The Northmen's Fury by Philip Parker (Vintage, £9.99)

Parker argues against the myth of the Vikings as disparate irate groups bent on violence, and for strategic attacks made by a sophisticated people, who were slightly over-populated, as well as keen to increase their trading links. His book is impressively packed full of information, including fun stuff like the fact they didn't wear horned helmets.

Nest by Esther Ehrlich (Rock The Boat, £7.99)

Published by Oneworld's new children's imprint, San Francisco-based Ehrlich's touching story about a young girl, Chirp, whose mother is possibly dying and who finds some escape from her fear of losing her in a friendship with the ghostly Joey, complements her ability to bring the Cape Cod landscape alive for young readers.

Himmler's Cook by Franz-Olivier Giesbert (Atlantic, £12.99)

Giesbert's tale of 105-year-old Rose is about violence and love, against the backdrop of the 20th century's worst atrocities. His elderly heroine is no pushover; she has killed and is prepared to kill again. Often subject to sexual assault during her life, like being forced to attend to Himmler's needs, hers is a distanced, if blackly comedic, voice.
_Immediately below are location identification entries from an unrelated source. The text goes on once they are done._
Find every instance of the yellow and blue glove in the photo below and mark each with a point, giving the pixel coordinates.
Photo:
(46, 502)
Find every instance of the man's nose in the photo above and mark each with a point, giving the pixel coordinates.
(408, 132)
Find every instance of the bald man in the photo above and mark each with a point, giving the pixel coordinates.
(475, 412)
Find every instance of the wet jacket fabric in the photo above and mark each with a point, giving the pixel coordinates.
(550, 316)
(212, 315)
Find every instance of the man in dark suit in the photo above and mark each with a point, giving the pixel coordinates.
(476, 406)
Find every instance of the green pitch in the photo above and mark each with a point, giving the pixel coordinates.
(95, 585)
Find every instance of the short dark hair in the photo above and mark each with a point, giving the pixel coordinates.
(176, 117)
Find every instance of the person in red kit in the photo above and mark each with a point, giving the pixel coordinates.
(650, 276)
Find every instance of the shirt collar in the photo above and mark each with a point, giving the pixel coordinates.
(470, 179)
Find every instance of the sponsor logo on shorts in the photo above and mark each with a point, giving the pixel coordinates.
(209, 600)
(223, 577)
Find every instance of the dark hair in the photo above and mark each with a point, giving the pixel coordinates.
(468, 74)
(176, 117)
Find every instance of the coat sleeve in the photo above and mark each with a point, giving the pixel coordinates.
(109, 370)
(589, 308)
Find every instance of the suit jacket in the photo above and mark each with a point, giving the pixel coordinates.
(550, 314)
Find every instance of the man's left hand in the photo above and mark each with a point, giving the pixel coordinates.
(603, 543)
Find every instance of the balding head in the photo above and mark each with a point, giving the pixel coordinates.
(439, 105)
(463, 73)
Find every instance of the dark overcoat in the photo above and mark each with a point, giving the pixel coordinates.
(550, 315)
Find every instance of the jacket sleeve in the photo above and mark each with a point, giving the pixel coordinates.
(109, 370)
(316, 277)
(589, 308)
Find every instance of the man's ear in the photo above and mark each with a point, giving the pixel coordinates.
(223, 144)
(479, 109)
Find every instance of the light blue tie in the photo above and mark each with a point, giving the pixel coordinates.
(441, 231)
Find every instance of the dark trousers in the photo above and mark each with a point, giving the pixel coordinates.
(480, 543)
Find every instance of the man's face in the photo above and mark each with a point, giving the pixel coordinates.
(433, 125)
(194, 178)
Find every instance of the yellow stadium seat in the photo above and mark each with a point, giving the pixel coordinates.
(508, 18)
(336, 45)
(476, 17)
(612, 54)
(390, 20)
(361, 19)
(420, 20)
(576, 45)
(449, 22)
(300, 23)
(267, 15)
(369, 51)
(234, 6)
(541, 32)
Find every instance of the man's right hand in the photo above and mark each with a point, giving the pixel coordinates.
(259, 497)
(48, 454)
The Dedalus Book Of Slovak Literature, edited by Peter Karpinsky (Dedalus Books, £11.99)

Realism and naturalism dominate the complicated history of Slovak literature, and this collection of 20th-century stories by writers from the 1910s to the present, reflects that. But there are also questions about the novel or the story, a self-reflexiveness we recognise from the age of Modernism, and the themes of family and loss are universal.